Friday, September 15, 2006

More than a Simple Twist of Fate

… Everything from toy guns that spark
To flesh-colored Christs that glow in the dark
It’s easy to see without looking too far
That not much is really sacred.

Bob Dylan, singer, songwriter

What’s the big deal about Bob Dylan using a phase here or a line there from some poet? The words are his most of the time. The New York Times ran the story yesterday about Dylan borrowing lines from Henry Timrod, sometimes known as the poet laureate of the Confederacy, for his new CD “Modern Times.” On his last CD, “Love and Theft,” a fan spotted about a dozen passages similar to lines from “Confessions of a Yakuza,” a gangster novel written by Junichi Saga, an obscure Japanese writer (this sentence was copied verbatim from the NYTimes article, well I changed the word album to CD).

These words are not just blowing around in the wind, Dylan has done some research to find these little known or forgotten writers and poets.
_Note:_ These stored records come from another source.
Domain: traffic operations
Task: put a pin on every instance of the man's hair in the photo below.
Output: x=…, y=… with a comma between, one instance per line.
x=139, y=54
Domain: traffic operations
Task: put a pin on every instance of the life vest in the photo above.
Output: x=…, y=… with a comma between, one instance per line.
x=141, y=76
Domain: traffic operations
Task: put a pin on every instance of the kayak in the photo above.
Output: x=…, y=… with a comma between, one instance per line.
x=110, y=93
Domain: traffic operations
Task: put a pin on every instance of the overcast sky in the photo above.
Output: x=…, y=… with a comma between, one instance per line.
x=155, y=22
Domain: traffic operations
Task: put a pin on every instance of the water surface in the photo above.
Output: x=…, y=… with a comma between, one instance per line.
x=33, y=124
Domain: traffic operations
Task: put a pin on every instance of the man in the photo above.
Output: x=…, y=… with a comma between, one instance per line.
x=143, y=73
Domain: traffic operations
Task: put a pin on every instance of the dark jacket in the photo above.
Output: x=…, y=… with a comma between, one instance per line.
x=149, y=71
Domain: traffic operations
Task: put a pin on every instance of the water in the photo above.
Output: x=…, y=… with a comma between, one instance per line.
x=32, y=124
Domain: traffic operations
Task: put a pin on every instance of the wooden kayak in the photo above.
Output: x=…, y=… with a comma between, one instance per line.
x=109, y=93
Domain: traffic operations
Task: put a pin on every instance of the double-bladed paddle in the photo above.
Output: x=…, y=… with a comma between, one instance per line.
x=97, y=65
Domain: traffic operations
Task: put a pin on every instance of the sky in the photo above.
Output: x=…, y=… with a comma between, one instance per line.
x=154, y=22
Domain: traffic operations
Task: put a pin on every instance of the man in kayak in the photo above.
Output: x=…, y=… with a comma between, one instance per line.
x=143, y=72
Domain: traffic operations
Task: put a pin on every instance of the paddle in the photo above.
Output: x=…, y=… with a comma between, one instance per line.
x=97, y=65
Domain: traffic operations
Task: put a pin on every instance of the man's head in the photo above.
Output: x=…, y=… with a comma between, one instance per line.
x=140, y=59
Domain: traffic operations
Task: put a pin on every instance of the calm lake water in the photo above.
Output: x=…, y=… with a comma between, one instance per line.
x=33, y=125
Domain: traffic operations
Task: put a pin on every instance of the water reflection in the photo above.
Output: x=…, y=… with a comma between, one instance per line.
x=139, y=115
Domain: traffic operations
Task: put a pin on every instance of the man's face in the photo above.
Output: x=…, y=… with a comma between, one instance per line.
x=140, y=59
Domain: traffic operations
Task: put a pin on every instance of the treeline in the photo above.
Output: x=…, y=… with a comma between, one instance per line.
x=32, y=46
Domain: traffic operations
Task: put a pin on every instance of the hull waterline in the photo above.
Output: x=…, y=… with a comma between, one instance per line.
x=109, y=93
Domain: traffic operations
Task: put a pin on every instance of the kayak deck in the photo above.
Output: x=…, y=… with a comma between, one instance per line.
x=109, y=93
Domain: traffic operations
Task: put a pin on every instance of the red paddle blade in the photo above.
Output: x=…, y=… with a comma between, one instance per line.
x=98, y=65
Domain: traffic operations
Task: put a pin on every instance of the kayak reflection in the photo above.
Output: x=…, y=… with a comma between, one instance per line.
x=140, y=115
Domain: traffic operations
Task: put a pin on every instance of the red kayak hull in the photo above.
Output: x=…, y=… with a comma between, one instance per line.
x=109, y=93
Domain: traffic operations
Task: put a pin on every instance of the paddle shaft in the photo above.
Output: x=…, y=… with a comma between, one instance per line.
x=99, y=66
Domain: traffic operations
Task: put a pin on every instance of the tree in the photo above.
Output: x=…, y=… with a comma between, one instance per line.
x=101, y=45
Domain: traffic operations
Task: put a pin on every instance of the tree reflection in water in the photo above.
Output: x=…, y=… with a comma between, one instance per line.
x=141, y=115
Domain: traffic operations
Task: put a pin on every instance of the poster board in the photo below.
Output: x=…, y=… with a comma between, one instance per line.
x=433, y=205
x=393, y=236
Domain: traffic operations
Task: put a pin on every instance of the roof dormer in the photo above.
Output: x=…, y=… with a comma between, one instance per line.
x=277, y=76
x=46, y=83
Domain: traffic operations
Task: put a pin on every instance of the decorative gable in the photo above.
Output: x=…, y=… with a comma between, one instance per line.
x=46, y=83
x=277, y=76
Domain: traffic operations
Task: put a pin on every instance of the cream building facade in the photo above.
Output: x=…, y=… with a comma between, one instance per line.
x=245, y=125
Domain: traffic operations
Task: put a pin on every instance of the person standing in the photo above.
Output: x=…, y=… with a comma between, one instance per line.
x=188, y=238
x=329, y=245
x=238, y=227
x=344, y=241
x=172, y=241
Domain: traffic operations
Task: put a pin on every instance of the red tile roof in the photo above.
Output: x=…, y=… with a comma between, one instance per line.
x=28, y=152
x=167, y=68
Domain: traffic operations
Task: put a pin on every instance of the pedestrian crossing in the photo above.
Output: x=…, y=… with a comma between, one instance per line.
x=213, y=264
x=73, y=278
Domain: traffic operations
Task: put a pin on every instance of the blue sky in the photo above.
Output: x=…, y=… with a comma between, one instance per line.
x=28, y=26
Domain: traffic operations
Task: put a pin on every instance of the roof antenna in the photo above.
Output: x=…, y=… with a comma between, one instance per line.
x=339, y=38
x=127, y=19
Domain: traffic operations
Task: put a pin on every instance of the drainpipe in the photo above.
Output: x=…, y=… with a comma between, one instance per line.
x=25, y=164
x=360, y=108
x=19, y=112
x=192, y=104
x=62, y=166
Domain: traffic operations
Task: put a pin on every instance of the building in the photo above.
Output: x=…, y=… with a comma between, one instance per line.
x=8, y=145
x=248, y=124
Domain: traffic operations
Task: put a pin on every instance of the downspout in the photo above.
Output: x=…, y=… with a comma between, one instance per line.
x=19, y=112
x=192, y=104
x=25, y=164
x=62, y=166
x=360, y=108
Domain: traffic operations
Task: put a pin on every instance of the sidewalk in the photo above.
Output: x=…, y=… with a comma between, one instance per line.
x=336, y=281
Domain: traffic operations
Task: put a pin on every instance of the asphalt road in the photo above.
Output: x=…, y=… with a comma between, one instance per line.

The good news about Dylan’s use lines from other writers is that he brings them fame they most likely would not have received otherwise.

I wouldn’t think twice about being inspired to use words from another, it’s all right. I am not talking about plagiarism, more along the lines of using a phrase created by another and still creating an entirely different and new piece. Plato pointed out that the tragic poet is an imitator who is thrice removed the king and from the truth. Okay, so Plato was talking about imitation as it relates to the world, but every now and then, I have to get some use from my college texts.

Dylan is probably not entirely used to Google as a research tool or maybe he is and just assumes someone won’t uncover the source of his unoriginal lines, but the times they are a changin’. It would have been nice for Dylan to say inspired by Henry Timrod or Junichi Saga, but his ego or his attorneys advised against it. Now he needs shelter from the storm.

highlighted words are Dylan song titles, sort of.

1 comment:

Anonymous said...

I agree with your premise, and we've certainly discussed this many times, but it does take a little shine off of Dylan as the great poet.